Duncan nodded. Good professional training overrode his emotions. His gut reaction was to turn and search for the two, but he knew he couldn’t. His mission was to rescue President Alneuf, and he still had the lives of those on the boat to consider. He pushed the thoughts of Judiah and Yosef to a recess in his mind, to pull forward later when he had the time.
“Get us out to sea, Commander,” he finally said reluctantly.
“Aye, aye, sir,” Beau acknowledged, knowing that if the two weren’t dead, then they were leaving them both to a fate worse than death. He recalled the tortured victims of the village where they had fought yesterday. Hopefully, the two were dead. He pushed the power to full.
Dark smoke spewed from the small stack at the rear of the boat as the diesel engine strained toward its full power of ten knots.
Duncan ran his hand across the top of his head. Once through the harbor entrance, they should be safe.
President Alneuf climbed up from below.
Leaning on the water tank along the centerline of the boat, Duncan hobbled across the deck to where the Algerian president stood, a lost look on his face. President Alneuf searched the faces of the SEALs and the remaining Palace Guards.
“Captain, where is Colonel Yosef?”
“Mr. President, Colonel Yosef, along with one of my men, Chief Judiah, are missing. They blew up the pier to allow us to escape. I am sorry, sir.” Seeing the shocked and sad expression on President Alneuf’s face, Duncan added, “If they’re alive, they’re resourceful and will escape.”
“Do you believe that, Captain?” President Alneuf asked hopefully.
“Yes, sir, I do. I truly do,” Duncan said with as much conviction in the lie as possible. There was no way to escape from the pier.
President Alneuf nodded, recognizing the doubt in Duncan’s words.
President Alneuf looked back at the battle scene, slowly receding, as the boat sailed through the entrance of the small harbor. “It is so sad, Captain. There have been so many deaths in the past few days that death has replaced the Algerian way of saying, “Peace be upon you.””

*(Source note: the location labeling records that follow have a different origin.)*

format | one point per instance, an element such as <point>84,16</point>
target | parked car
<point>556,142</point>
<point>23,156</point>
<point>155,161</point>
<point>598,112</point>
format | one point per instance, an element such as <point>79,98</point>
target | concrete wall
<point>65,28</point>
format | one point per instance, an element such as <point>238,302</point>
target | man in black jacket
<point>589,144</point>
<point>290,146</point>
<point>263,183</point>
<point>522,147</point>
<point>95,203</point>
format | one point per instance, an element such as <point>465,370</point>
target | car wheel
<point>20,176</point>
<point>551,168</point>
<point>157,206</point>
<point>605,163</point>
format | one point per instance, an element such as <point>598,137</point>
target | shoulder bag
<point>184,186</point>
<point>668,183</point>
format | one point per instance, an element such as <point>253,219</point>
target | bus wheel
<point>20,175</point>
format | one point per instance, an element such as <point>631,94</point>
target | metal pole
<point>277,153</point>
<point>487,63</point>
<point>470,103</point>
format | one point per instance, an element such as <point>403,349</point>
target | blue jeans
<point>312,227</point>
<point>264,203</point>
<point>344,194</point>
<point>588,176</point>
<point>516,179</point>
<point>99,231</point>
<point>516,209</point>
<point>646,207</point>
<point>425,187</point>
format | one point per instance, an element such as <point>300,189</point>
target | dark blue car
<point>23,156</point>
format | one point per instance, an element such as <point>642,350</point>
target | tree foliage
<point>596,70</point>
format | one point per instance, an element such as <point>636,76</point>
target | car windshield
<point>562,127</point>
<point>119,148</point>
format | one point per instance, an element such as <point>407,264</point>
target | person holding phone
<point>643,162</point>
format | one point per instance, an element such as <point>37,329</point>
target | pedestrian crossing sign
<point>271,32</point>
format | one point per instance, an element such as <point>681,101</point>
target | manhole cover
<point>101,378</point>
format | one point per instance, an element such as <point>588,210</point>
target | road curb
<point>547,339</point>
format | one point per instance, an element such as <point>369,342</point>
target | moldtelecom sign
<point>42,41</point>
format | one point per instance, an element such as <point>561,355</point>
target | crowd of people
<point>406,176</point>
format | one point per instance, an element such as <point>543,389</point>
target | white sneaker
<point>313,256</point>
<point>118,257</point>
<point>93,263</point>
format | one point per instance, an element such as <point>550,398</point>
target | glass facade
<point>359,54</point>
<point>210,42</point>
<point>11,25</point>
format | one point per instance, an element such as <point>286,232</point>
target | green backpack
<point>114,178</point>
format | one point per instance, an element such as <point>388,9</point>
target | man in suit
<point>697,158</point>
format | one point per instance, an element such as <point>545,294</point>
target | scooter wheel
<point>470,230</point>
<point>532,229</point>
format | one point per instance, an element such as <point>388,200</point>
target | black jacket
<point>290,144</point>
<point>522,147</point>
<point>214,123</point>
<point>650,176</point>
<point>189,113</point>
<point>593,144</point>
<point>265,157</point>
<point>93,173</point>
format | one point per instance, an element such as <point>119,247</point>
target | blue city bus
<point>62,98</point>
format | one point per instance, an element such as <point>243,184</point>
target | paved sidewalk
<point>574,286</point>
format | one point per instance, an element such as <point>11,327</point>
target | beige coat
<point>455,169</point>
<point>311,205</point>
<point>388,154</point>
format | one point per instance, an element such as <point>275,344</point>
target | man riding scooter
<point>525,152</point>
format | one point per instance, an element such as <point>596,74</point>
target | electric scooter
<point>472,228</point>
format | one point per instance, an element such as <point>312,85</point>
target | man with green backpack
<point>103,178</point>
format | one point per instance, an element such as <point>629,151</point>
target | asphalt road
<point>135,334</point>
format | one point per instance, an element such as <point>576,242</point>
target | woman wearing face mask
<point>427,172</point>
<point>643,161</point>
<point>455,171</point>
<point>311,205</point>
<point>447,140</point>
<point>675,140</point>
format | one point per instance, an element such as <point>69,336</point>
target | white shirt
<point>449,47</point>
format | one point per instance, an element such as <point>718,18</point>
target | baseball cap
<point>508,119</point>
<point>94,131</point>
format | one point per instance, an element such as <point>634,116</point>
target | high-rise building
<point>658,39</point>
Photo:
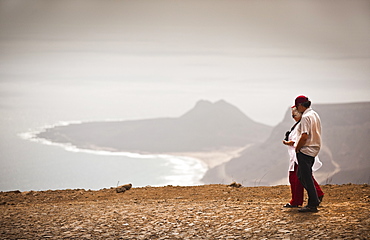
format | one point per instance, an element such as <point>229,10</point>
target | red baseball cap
<point>300,99</point>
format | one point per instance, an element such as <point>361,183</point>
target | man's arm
<point>301,142</point>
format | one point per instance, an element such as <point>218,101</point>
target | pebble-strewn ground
<point>201,212</point>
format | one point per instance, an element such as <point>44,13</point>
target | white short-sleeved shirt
<point>310,124</point>
<point>292,154</point>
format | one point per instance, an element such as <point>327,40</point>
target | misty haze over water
<point>92,60</point>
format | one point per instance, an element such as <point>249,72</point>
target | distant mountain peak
<point>220,109</point>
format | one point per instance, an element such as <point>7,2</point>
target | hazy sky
<point>165,55</point>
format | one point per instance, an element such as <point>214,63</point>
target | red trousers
<point>297,188</point>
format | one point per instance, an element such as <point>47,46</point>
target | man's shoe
<point>308,209</point>
<point>290,206</point>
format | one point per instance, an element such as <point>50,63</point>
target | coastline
<point>213,158</point>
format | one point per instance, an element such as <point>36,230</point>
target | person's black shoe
<point>308,209</point>
<point>290,206</point>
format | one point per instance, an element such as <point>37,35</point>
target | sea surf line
<point>184,170</point>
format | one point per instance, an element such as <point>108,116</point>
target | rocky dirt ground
<point>173,212</point>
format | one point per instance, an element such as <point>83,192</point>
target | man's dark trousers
<point>304,174</point>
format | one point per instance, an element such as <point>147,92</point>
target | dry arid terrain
<point>174,212</point>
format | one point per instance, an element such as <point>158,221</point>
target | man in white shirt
<point>308,147</point>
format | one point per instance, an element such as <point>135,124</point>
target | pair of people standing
<point>304,143</point>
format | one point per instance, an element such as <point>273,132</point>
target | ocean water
<point>33,164</point>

Duncan opened his mouth to reply, then stopped. He didn’t know what to say, so he touched the Algerian president on the shoulder and left the man to his thoughts. Duncan’s mission was nearly complete. Algeria was not his worry. He went below to check on H.J. and Helliwell.
The two lay across from each other on the bottom of a pair of bunks crowded into a closet-size space.
“How we doing?” he asked.
“Great accommodations, Captain. Sleeps four comfortably, eight intimately,” H.J. replied.
H. J.“s shoulder was tightly bandaged, with her arm wrapped against her side. A red damp spot, where the doctor had sewed the incision shut, identified the location of the wound. The doctor had discovered and removed a bullet. He’d told them that Allah had been with her. The doctor had said two bullets had hit her. Both hits had been at an oblique angle that, luckily, deflected the full force of the impact.
One bullet had passed clean through, missing bone and major blood vessels. The other hadn’t, and it had fractured her collarbone before coming to rest beside the bone. Now H.J. had the bullet in her cammie shirt pocket.
Helliwell’s arm was broken. Duncan guessed Bud had known it was broken ever since the encounter yesterday, but had kept the injury to himself until Bashir produced the doctor. A cast ran from his left wrist to his shoulder.
“Why didn’t you tell me your arm was broken?”
“Wasn’t broken that bad, Captain. Just slightly cracked in two places — clean cracks that will heal in a couple of weeks. Besides, couldn’t have our lieutenant thinking us mustangs were wusses.”
Duncan looked at Heather J. Mcdaniels. “H. J.” where’s your medicine?”
“Here, Captain,” she replied, patting the small bottle in her shirt pocket.